Une question à laquelle le nouvel homme fort gabonais n’a pas tardé à répondre puisque, nous apprend Gabon actu, “dans un nouveau communiqué, le Comité pour la transition et la restauration des institutions (CTRI), qui a déposé par un putsch sans effusion de sang le 30 août l’ex-chef de l’État, Ali Bongo Ondimba, a annoncé que le nouvel homme fort du Gabon, le général de brigade Brice Oligui Nguema, prêtera serment lundi 4 septembre 2023 comme président de la transition devant la Cour constitutionnelle, [qu’il] a réhabilitée temporairement après avoir annoncé sa dissolution”.
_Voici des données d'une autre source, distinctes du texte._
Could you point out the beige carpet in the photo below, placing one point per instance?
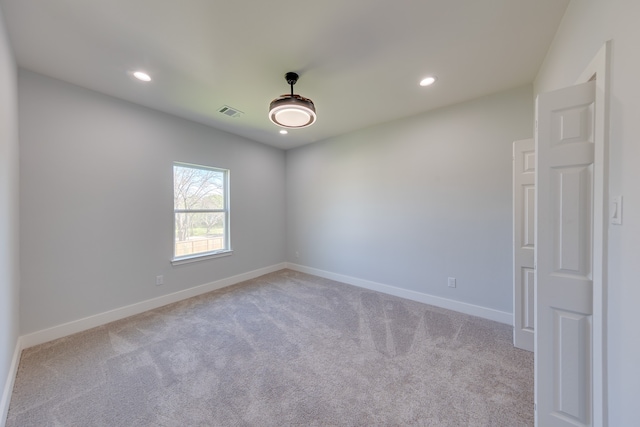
(285, 349)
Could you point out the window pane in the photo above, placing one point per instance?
(199, 232)
(195, 188)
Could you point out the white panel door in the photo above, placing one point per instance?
(563, 256)
(524, 169)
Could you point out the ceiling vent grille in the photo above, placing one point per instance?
(230, 111)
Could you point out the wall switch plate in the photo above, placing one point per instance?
(616, 210)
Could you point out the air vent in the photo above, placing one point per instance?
(230, 111)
Constitution d’une transition militaire

Autrement dit, le Gabon s’engage à son tour dans ces transitions militaires qui essaiment en Afrique de l’Ouest notamment, après des coups d’État militaires aboutis. Mais les nouveaux maîtres de Libreville n’ont pas manqué d’assurer leurs arrières internationaux, rassurant “l’ensemble des bailleurs de fonds, les partenaires au développement et autres créanciers de l’État”. Les divers engagements du Gabon pris sous l’ère d’Ali Bongo seront donc respectés.

À l’intérieur, Brice Clotaire Oligui Nguema entend aussi s’assurer du soutien des corps constitués gabonais. Dans un autre article, Gabon actu indique que le président du Comité pour la transition et la restauration des institutions recevra vendredi 1er septembre le corps diplomatique et les représentants de la société civile, “selon une source bien informée”, qui précise que “les rencontres se poursuivront, l’objectif [étant] d’apaiser le climat dans le pays”, précise le média gabonais. La veille, le 31 août, ce sont les représentants du patronat et les leaders religieux qui avaient été reçus par le président de l’organe de transition militaire.

Ces initiatives institutionnelles du CTRI semblent rencontrer un écho politique dans le pays, note Gabon Media Time. Si, dans un premier temps, note le site d’information gabonais, la classe politique nationale s’est très peu exprimée sur le coup d’État, le silence a été rompu ce 31 août 2023 par l’Union nationale initiale (UNI). Son président, Paul-Marie Gondjout, a appelé toutes les forces vives à s’associer aux “efforts de construction” du CTRI.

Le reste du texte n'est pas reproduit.